Materialien

Werkstoffe und ihre Eigenschaften

Gängige Materialien für die Fertigung von Badewannen sind Sanitäracryl und Stahlemail. Mittlerweile finden aber auch diverse Mineralwerkstoffe sowie Holz, Naturstein, Beton oder Glas Verwendung für Wannen. All diese Materialien haben Vor- und Nachteile, die im Vorfeld individuell abgewogen werden müssen.

Gallerie

Badewannen aus Stahlemail
Beim Werkstoff Stahlemail (oder Stahlemaille) ist Stahl zum Schutz vor Korrosion mit Emaille überzogen, einem Schmelzglas aus natürlichen Rohstoffen wie Quarz, Feldspat, Pottasche und Metalloxiden. Stahlemail ist strapazierfähig und langlebig, allerdings nur begrenzt formbar. Das Material ist porenfrei und daher besonders hygienisch. Nachteilig ist die geringe Wärmespeicherkapazität des Werkstoffes. Die Oberfläche fühlt sich kalt an, und das Badewasser kühlt relativ schnell ab. Falls die Beschichtung beschädigt wird, kann der darunterliegende Stahl rosten.

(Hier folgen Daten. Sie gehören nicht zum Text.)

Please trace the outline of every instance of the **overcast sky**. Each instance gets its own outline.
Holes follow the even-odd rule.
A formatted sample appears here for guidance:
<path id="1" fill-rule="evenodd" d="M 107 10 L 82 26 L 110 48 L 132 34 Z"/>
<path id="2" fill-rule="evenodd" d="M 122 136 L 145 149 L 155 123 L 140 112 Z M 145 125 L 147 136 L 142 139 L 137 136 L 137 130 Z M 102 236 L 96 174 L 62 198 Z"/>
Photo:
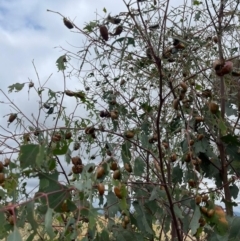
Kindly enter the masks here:
<path id="1" fill-rule="evenodd" d="M 112 15 L 125 11 L 122 0 L 0 0 L 0 89 L 7 93 L 9 85 L 29 79 L 37 86 L 34 60 L 41 82 L 52 74 L 48 87 L 63 91 L 62 75 L 55 62 L 64 52 L 55 47 L 70 49 L 69 44 L 81 47 L 84 39 L 71 33 L 59 15 L 46 10 L 60 12 L 83 28 L 86 22 L 96 19 L 96 14 L 104 17 L 103 8 Z M 67 88 L 80 89 L 78 80 L 68 80 Z M 28 100 L 26 87 L 9 97 L 23 112 L 31 114 L 38 108 L 36 94 L 30 92 Z M 0 101 L 6 101 L 1 93 Z M 3 116 L 11 112 L 14 110 L 9 105 L 0 105 L 0 125 L 7 127 L 8 117 Z"/>
<path id="2" fill-rule="evenodd" d="M 84 38 L 80 34 L 72 33 L 64 26 L 61 16 L 47 12 L 47 9 L 60 12 L 73 20 L 79 28 L 83 28 L 87 22 L 95 20 L 96 15 L 105 17 L 104 8 L 112 15 L 125 10 L 122 0 L 1 0 L 0 89 L 8 94 L 9 85 L 29 82 L 29 79 L 38 87 L 32 65 L 34 60 L 41 83 L 52 74 L 47 86 L 55 91 L 63 91 L 63 78 L 57 70 L 56 60 L 65 52 L 56 47 L 82 47 Z M 71 79 L 67 80 L 67 88 L 79 90 L 81 86 L 77 79 Z M 8 94 L 8 97 L 28 116 L 39 108 L 36 92 L 30 91 L 28 97 L 27 86 L 19 93 Z M 2 101 L 6 104 L 0 105 L 0 125 L 14 131 L 14 125 L 7 128 L 8 116 L 4 116 L 16 111 L 9 107 L 9 102 L 0 93 L 0 102 Z M 66 98 L 65 106 L 70 104 L 68 101 L 72 99 Z M 4 132 L 2 129 L 0 131 Z M 16 145 L 13 142 L 9 143 Z M 36 181 L 30 182 L 31 187 L 36 184 Z"/>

Badewannen aus Sanitäracryl
Die ersten Badewannen aus Sanitäracryl gab es Anfang der 1970er-Jahre. Der thermoplastische Werkstoff ist ein unter Hitzeeinwirkung formbarer, recycelbarer Kunststoff. Um eine Badewanne herzustellen, wird das Material in Plattenform auf rund 180 °C erhitzt und in eine Aluminiumform gepresst. Sanitäracryl ist leichter als Stahlemail und hat eine bessere Wärmespeicherfähigkeit, das Badewasser bleibt daher länger warm. Eine gute Formbarkeit zeichnet den Werkstoff aus. Die porenfreie Oberfläche ist glatt, bruchfest und pflegeleicht. Allerdings sind Badewannen aus Sanitäracryl empfindlich gegen Kratzer.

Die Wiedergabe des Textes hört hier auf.